Kathryn Jean Lopez, senior fellow at the National Review Institute, where she directs the Center for Religion, Culture, and Civil Society, and editor-at-large of National Review, remembered approaching a man wearing a yarmulke on the train after the terrorist attacks on Oct. 7, 2023, that began the Israel-Hamas War. She wanted to let him know, “I’m so sorry.”

“If we as Christians dehumanize our Jewish elder brothers … we’ll dehumanize anybody,” she said. “That’s our spiritual family.”
Lopez spoke about Catholics’ responsibility to take action, even if in little ways.
“Do things that seem small, like saying something to the guy on the Amtrak train who’s obviously Jewish or doing a dedicated holy hour,” she encouraged.
James O’Reilly, associate director of Philos Catholic, and Phillip Dolitsky, strategic advisor at The Philos Project, spoke about friendship.

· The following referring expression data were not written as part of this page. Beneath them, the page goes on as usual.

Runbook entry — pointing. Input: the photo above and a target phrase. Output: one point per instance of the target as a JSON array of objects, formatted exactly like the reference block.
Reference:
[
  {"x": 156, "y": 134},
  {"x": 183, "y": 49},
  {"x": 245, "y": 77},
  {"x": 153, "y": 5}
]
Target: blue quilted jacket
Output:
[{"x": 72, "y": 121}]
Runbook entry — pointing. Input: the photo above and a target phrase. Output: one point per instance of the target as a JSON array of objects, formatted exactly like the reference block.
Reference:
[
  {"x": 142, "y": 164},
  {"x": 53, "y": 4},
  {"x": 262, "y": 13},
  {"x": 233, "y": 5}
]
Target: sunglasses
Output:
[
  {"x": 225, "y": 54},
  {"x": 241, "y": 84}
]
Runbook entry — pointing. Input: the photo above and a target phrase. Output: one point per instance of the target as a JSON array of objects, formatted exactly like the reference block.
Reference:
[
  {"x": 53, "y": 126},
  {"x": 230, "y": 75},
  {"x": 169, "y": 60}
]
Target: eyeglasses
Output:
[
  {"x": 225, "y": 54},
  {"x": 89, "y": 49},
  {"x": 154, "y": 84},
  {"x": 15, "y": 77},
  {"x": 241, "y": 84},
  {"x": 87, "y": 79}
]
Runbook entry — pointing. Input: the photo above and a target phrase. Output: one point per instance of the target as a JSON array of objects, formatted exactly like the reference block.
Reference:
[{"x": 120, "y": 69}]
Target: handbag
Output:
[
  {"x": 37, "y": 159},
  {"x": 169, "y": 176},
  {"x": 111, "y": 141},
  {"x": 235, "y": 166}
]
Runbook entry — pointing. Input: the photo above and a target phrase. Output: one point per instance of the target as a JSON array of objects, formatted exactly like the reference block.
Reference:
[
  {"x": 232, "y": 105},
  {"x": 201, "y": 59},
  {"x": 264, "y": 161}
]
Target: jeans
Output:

Dolitsky, an Orthodox Jew, called the building of friendships as key to the future of Jewish-Christian relations.
Looking toward the future
Other panelists, such as Russ Hittinger, executive director of The Institute for Human Ecology at the Catholic University of America, and Richard F. Crane, professor of history at Benedictine College in Atchison, Kansas, delved into Church history and teaching, including Nostra Aetate, a transformative document in Catholic-Jewish relations, in 1965.
“I think all of the popes of the new millennium have pointedly stated that there is no going back to the old misunderstandings of Christianity not having in its very identity, its self-identity, a sense of its Jewishness and the covenantal relationship between Jews and Christians,” Crane said.
As for St. John Paul II, Weigel spoke about the late pontiff’s wish that Jews and Christians would be a blessing to one another.
“At the Synagogue of Rome in 1986, St. John Paul II called Jews and Christians to a ‘collaboration in favor of man,’ as he put it,” he said. “A collaboration in defense of human life and human dignity.”

“If we would honor his memory, let us commit our minds, hearts and souls to advancing that collaboration,” he added.
The panelists expressed new hope for the future.
“As a Jewish person, I am looking out on the world and seeing something that is genuinely new under the sun, I think unprecedented in the long history of the Jews,” Silver said at one point. “I know that the metastasising antisemitism especially in online spaces, especially among the lonely and the suffering, is a real thing. And yet I also know that, for perhaps the first time in history, there are millions of Christian friends that do not feel that way and feel the opposite.”
“So many millions in fact that perhaps for the first time in history there are now more Christians who care about the fate of the Jews than there are Jews,” he added. “This is a blessed moment to be alive.”